Inter’s city cousins, AC Milan, did arguably worse, losing their Europa League tie 3-1 away to Olympiakos, in a game when again a draw would have sufficed. If there is any consolation to be had, it is that all three teams eliminated ended up with the same number of points as the sides that put them out, namely Liverpool, Tottenham and Olympiakos. This would clearly suggest that the margins of their failures were much less than in some recent seasons.

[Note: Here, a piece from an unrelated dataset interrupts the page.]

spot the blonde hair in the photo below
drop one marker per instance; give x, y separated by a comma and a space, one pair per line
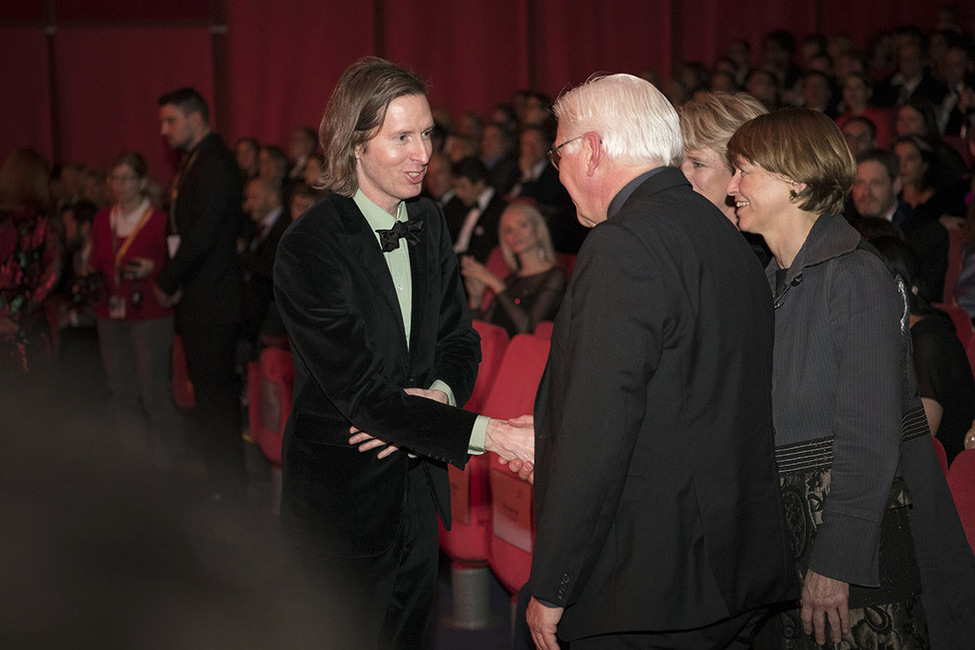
546, 250
801, 145
710, 119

There is also the gratifying thought that Dame Fortune maybe owes one to the Italian clubs. A debt that was perhaps immediately repaid when Roma drew Porto in Monday’s draw for the second round of the Champions League. Although as Roma icon, Francesco Totti, pointed out, Porto did win their qualifying Group whilst they are currently top of their league. We would add that Porto are also past winners, in the Mourinho era, of both the Champions and Europa Leagues which is rather more than Roma can claim.

Otherwise, Dame Fortune has pulled out few favours for the Italians. The best thing that one can say about the Juventus draw, for example, is that Atletico Madrid, is one side that the Italian champions will not be underestimating. Four years ago, Juventus lost away and drew at home in two Champions League group games against Atletico, so they are unlikely to feel overconfident about this draw.   

By the way, in case you missed it, the Juventus juggernaut resumed winning ways on Saturday night, with a 1-0 Turin derby win over Torino thanks to a Ronaldo penalty. Yet again, Torino probably did not deserve to lose but, as always, the Old Lady was merciless. In the meantime, Juventus put that strange (if painless) defeat by Young Boys on a frozen, synthetic pitch in Bern far behind them.

As for the Europa League draw, even if Inter and Napoli, against Rapid Vienna and FC Zurich respectively, should have no reason to panic, Lazio have clearly drawn the short straw in the shape of five time winners FC Seville. If there was one club that you wanted to avoid at this stage, it was probably Sevilla.

At least, at the end of a bitterly disappointing week, there are still five Italian clubs alive and battling on the European front. At this stage, Juventus in the Champions League and Napoli in the Europa League would look like Italy’s best prospects. As they say, it ain’t over until the Fat Lady sings.